Updated 27 July 2016

  • The practice had one of the highest rates of significant mental health problems (2%) within their CCG. Staff worked hard to meet the needs of these patients and upheld an ethos of ensuring services were accessible to them. For example, the practice did not remove patients from their list if they had been subject to challenging behaviour.
  • The practice tailored services to accommodate patients’ needs, for example, dedicated clinics were provided to help improve physical care for patients with significant mental health illnesses. Further to a recent baseline audit, an action plan had been developed to promote healthier lifestyles and improve access to health screening services.
  • The practice achieved 68.7% for mental health related indicators in QOF, which was 20% below the CCG and 24% below the national averages. However, exception reporting rates were approximately one third of the local and national averages.
  • 65.2% of patients on the practice’s mental health register had received an annual health check during 2014-15. This was below the CCG and England averages (83.3% and 88.4% respectively), but there were much lower rates of exception reporting at 4.1% (compared to 11.1% and 12.6% locally and nationally).
  • 70% of people diagnosed with dementia had had their care reviewed in a face to face meeting during 2014-15. This was approximately 14% lower than local and national averages. However, no patients were exception reported within this indicator.
  • The practice worked with multi-disciplinary teams in the management of people experiencing poor mental health, including those with dementia. This included the mental health crisis team to ensure those patients experiencing acute difficulties received urgent assistance to manage their condition.
  • The practice told patients experiencing poor mental health and patients with dementia about how to access services including talking therapies and various support groups and voluntary organisations. Information was available for patients in the waiting area.
  • The practice undertook reflective learning following significant events when patients had ended their own lives, and had collaborated with other practices to peer review attempted suicides to share learning outcomes. 

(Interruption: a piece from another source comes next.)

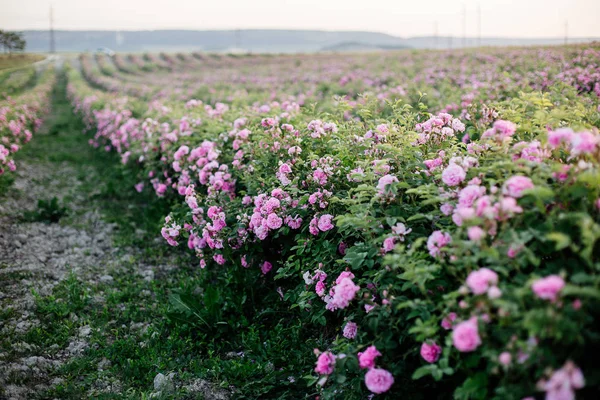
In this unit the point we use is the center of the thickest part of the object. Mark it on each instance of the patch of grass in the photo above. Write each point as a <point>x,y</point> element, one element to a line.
<point>48,211</point>
<point>18,60</point>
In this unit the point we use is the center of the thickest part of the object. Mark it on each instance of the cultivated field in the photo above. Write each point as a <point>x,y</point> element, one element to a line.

People whose circumstances may make them vulnerable

Good

Updated 27 July 2016

  • All vulnerable patients were identified at the registration process and via the new patient health check. Alerts were added to the patients’ records and plans for any follow up care or support would be arranged.
  • The practice registered refugees referred by the local refugee forum. These patients received a new patient health check, and any children were booked an initial appointment with the GP. Practice staff had received training about asylum seekers.
  • The practice held a register of patients living in vulnerable circumstances including those with a learning disability. Homeless people could register with the practice.
  • The practice worked with multi-disciplinary teams in the case management of vulnerable people and informed patients how to access various support groups and voluntary organisations.
  • Staff knew how to recognise signs of abuse in vulnerable adults and children. Staff were aware of their responsibilities regarding information sharing, documentation of safeguarding concerns and how to contact relevant agencies in normal working hours and out of hours.
  • The practice provided support for end of life patients and kept them under review in conjunction with the wider multi-disciplinary team. No audit information was available to determine if patients’ needs and wishes had been fulfilled including if they had died in their preferred place.
  • The practice had undertaken an annual health review for 66% of patients with a learning disability in the last 12 months. Support tools designed for ease of communication with learning disability patients were used to facilitate the review, which provided a holistic assessment of each person’s individual needs. The practice worked with the local learning disabilities nurse facilitator, and training had been provided to staff to raise their awareness of learning disabilities.
  • Longer appointments were available for people with a learning disability or others whose needs indicated this was required.
  • There was a carers identification scheme with referral to support services when required.